Mr. Barlow, you've done many good things for cyberspace and individual
rights, and I respect you for that.  BUT...I have a major bone to pick
with this.  I'm not accusing you personally of anything, but I think
this document is going to cause more trouble than it's worth, and
large chunks of it are patently untrue.  Untrue documents that inspire
people to correct their mistakes can be uplifting, but this one
inspires a level of smug self-righteousness that's not going to make
the net a better place.  See details below.

>To: [email protected]
>From: John Perry Barlow <[email protected]>
>Subject: A Cyberspace Independence Declaration

>It attempts to place more restrictive constraints on the conversation
>in Cyberspace than presently exist in the Senate cafeteria, where I
>have dined and heard colorful indecencies spoken by United States
>senators on every occasion I did.

Good call, by the way.   I hope the foreword re: hypocrisy also goes
into the book.

>Or, more to the point, let us now take our leave of them. They have
>declared war on Cyberspace. Let us show them how cunning, baffling,
>and powerful we can be in our own defense.
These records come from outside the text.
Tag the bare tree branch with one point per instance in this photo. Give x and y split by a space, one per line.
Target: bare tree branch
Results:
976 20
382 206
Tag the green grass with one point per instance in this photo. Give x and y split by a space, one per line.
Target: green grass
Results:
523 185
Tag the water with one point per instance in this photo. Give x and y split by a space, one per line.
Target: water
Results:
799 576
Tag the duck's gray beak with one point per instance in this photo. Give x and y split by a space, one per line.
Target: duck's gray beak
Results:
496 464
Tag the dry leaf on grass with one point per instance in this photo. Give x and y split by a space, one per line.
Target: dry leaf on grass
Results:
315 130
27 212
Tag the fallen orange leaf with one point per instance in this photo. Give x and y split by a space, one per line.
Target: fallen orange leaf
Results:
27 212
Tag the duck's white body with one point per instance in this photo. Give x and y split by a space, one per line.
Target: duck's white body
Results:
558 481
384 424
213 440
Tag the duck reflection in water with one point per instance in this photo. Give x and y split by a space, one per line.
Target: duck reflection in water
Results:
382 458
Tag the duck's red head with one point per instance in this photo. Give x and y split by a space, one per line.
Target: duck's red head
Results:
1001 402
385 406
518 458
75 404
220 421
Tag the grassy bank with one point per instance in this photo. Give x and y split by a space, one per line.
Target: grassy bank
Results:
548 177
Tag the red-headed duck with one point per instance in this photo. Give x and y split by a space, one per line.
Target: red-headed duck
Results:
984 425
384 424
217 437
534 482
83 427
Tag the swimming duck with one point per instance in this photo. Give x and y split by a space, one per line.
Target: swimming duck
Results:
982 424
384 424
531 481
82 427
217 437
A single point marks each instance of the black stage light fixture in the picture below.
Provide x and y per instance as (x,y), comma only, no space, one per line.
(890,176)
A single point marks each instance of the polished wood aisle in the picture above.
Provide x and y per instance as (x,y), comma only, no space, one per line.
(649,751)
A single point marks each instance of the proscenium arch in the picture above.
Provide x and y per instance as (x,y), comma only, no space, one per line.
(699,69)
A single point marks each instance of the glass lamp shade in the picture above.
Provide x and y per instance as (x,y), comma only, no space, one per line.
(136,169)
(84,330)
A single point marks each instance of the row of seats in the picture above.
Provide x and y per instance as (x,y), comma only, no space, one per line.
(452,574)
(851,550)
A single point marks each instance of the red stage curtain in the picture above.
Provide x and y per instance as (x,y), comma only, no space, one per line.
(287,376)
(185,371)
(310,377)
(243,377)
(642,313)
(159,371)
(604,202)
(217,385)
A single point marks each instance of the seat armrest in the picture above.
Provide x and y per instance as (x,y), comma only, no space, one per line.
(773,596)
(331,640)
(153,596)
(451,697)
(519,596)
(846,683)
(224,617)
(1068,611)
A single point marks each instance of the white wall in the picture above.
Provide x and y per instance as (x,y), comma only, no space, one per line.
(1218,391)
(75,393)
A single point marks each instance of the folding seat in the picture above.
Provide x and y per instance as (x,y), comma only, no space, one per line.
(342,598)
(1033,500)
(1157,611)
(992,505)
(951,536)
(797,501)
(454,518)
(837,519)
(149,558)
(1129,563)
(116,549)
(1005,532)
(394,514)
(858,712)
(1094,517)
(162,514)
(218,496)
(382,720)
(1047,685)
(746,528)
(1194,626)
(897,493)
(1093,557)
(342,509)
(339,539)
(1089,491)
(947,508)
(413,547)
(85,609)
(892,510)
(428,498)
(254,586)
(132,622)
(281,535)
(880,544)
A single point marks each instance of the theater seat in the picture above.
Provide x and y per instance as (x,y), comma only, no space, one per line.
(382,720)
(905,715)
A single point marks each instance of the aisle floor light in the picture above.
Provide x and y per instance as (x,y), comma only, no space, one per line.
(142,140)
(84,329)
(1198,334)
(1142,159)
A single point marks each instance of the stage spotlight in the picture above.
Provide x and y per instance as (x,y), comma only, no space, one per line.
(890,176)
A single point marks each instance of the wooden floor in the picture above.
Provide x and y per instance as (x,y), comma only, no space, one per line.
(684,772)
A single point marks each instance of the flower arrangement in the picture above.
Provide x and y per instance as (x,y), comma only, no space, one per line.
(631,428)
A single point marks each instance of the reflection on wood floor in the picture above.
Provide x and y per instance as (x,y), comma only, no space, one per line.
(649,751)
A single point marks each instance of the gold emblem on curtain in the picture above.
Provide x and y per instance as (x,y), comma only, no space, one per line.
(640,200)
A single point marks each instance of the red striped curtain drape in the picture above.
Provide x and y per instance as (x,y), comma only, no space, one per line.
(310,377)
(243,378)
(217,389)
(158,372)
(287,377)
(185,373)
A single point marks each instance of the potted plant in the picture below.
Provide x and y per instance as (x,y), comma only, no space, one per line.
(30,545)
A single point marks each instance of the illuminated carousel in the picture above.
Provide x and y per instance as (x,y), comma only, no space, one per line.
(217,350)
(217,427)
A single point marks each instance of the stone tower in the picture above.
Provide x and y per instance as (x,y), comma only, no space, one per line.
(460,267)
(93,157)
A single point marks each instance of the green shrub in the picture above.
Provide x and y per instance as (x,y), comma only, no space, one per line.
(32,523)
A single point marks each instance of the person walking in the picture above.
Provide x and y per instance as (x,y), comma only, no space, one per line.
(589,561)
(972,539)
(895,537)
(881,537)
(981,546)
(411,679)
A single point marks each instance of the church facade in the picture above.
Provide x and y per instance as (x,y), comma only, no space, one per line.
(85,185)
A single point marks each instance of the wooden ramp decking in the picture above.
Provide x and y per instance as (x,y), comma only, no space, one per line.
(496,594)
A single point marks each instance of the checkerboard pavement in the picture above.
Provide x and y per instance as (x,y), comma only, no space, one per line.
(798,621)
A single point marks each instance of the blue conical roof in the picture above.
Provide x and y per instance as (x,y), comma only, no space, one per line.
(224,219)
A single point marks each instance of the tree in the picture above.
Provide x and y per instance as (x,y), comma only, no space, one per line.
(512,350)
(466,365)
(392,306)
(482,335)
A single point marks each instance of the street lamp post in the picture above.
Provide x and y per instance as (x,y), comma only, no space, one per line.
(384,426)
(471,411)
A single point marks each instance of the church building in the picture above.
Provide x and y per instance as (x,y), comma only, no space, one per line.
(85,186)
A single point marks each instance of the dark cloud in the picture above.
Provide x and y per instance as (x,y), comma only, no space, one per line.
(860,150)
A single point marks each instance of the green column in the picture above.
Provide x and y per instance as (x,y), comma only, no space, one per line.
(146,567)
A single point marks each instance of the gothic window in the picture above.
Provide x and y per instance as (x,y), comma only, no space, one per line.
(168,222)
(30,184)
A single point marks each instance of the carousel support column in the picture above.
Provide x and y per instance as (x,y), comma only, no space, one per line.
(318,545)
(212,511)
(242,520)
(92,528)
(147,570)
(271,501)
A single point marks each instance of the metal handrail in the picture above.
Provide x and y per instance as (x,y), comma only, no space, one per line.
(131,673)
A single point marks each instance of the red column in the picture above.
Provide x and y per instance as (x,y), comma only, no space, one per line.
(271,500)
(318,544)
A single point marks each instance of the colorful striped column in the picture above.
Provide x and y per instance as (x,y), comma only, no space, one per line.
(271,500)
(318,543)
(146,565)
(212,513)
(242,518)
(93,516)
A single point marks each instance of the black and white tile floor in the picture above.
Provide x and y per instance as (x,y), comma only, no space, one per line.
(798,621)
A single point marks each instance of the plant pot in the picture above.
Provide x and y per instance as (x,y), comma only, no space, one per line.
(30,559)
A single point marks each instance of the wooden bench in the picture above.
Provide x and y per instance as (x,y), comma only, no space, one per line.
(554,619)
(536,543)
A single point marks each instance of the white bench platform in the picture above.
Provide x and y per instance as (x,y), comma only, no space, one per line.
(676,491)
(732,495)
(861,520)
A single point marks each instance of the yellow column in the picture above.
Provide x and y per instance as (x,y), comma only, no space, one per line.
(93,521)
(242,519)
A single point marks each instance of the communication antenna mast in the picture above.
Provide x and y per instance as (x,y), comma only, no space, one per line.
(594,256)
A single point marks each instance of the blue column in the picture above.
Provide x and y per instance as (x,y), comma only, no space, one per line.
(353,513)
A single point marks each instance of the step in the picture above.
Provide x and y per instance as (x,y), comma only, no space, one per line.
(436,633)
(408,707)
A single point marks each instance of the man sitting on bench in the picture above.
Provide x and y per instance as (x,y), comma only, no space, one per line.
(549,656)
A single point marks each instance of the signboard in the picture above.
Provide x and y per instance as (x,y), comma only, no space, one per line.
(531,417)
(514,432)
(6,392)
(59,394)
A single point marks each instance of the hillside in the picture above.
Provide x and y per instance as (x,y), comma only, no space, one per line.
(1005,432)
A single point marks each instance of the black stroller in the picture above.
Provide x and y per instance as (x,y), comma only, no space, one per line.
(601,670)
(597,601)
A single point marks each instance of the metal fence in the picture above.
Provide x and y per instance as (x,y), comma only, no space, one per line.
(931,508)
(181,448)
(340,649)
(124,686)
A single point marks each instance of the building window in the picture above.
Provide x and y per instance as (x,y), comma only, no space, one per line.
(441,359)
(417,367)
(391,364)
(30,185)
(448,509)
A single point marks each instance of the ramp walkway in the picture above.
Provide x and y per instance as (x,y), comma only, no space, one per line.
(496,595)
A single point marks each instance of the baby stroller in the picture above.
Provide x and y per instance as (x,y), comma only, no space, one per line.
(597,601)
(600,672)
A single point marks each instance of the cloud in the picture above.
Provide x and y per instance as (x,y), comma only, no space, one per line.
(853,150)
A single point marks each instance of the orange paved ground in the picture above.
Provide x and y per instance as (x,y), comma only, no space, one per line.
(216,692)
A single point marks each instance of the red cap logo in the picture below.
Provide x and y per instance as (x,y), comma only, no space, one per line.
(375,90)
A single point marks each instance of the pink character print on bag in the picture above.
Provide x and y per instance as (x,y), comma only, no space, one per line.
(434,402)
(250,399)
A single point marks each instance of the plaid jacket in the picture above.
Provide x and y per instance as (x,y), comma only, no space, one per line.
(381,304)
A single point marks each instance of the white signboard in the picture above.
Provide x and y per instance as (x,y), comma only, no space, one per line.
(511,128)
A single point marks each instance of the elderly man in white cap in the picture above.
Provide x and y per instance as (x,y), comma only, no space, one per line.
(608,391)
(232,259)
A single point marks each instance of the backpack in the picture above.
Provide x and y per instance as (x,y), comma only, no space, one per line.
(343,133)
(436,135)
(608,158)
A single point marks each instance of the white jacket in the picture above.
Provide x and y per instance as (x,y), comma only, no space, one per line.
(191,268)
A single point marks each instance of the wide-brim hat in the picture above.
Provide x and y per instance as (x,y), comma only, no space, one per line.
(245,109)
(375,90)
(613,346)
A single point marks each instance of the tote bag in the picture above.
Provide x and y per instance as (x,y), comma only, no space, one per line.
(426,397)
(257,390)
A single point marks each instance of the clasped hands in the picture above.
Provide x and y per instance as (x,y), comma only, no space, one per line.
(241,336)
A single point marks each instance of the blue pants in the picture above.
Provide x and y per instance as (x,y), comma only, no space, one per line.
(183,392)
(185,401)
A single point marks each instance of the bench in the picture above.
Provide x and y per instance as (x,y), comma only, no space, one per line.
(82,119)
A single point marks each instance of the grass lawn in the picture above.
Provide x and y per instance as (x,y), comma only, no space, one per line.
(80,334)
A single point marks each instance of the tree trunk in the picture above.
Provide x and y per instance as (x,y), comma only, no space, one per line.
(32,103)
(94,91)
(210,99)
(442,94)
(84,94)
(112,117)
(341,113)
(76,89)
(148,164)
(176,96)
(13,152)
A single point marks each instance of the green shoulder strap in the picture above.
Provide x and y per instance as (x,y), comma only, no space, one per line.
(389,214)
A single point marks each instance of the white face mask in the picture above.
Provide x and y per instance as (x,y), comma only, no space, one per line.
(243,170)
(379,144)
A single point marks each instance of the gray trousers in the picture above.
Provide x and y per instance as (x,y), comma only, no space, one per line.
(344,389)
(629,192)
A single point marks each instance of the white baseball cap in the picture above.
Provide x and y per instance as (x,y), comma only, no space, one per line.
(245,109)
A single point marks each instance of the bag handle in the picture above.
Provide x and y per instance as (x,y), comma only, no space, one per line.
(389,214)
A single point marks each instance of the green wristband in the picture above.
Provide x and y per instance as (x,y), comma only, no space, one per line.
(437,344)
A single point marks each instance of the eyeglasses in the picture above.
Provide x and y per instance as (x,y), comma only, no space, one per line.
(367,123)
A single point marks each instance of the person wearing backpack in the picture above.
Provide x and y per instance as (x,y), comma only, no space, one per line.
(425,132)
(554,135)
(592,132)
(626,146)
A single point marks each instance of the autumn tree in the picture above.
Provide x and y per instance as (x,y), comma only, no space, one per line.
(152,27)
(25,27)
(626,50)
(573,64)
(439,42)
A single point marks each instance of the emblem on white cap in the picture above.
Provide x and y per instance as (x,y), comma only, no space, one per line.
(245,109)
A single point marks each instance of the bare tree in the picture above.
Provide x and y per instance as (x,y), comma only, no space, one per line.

Let us show them how cunning, baffling, and powerful we can be as
armed federal marshals walk into a major ISP and shut down their
routers, as replays of Operation Sun Devil occur in people's houses,
as major idiocy of the sort that only a scared government in a country
which considers itself free can carry out.  I don't know which is more
disheartening, the actions themselves or the spirit of "we're doing
this for your own good" in which they are carried out.  But I
digress.  All the little-boy fantasies of the Powerful Internet don't
mean two beans when an officially sanctioned thug turns the switch
from 1 to 0 on your POP.  It'll happen.  Just watch.

>I have written something (with characteristic grandiosity) that I hope

Yes.

>You can leave my name
>off it if you like, because I don't care about the credit. I really
>don't.

I believe you.  It's one of the admirable qualities you have.

>But I do hope this cry will echo across Cyberspace, changing and
>growing and self-replicating, until it becomes a great shout equal to
>the idiocy they have just inflicted upon us.

Yes, that's what I'm afraid of.  See my opening remarks.

>A Declaration of the Independence of Cyberspace

>Governments of the Industrial World, you weary giants of flesh and
>steel, I come from Cyberspace, the new home of Mind. On behalf of the
>future, I ask you of the past to leave us alone. You are not welcome
>among us. You have no sovereignty where we gather.

Oh, let's start right off pretending that 
a) the net is an independently funded entity with no government
infrastructure and
b) independent of (non-electronic) world society and world government

While we're at it, let's press a monkey-brain hot button in any person
of political power by saying their power does/should not apply here.
This will not only make them receptive to the reasoning which we will
lay out in the rest of the document, it will impress them with our
real-world suavity, tact, and general with-it-ness.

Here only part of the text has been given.